I'm using a regex parser to parse Apache log lines in standard format plus an added field between 'size' and 'referer' that I'll call 'elapsed'. I'm not able to parse correctly the fields after 'elapsed' field.
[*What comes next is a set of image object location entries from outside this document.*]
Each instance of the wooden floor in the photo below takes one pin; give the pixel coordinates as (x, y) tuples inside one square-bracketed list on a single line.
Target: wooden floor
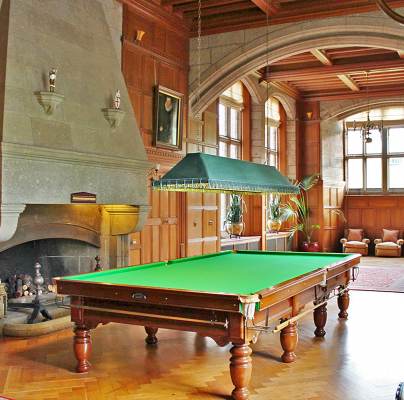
[(359, 359)]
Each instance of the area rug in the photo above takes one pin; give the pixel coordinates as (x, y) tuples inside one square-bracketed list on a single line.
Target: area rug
[(380, 279)]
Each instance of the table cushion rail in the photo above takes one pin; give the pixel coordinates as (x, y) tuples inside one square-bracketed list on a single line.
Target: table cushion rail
[(144, 295)]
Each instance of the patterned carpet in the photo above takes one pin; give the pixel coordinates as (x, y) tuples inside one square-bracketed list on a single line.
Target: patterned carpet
[(381, 275)]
Can you help?
Line to parse:
10.1.1.1 - - [16/Nov/2022:15:34:38 0000] "GET /server-status HTTP/1.1" 200 32 0 "-" "kube-probe/1.21"
Regex:
^(?<host>[^ ]*) [^ ]* (?<user>[^ ]*) \[(?<time>[^\]]*)\] "(?<method>\S )(?: (?<path>[^ ]*) \S*)?" (?<code>[^ ]*) (?<size>[^ ]*) (?<elapsed>[^ ]*) (?: "(?<referer>[^\"]*)" "(?<agent>.*)")?
Result:
host 10.121.17.62
user -
time 16/Nov/2022:15:34:38 0000
method GET
path /server-status
code 200
size 32057
elapsed 0
referer
agent
Expected result:
host 10.121.17.62
user -
time 16/Nov/2022:15:34:38 0000
method GET
path /server-status
code 200
size 32057
elapsed 0
referer -
agent kube-probe/1.21
CodePudding user response:
The space before the optional non-capturing group ((?: "(?<referer>[^\"]*)" "(?<agent>.*)")?
) must be removed, and it will solve the problem.
However, I would recomment using
^(?<host>\S ) \S (?<user>\S ) \[(?<time>[^\]]*)\] "(?<method>\S )(?: (?<path>\S ) \S*)?" (?<code>\S ) (?<size>\S ) (?<elapsed>\S )(?: "(?<referer>[^"]*)" "(?<agent>.*)")?
See the regex demo. Here, I replaced [^ ]*
with \S
since it is what is meant, match one or more non-whitespace chars.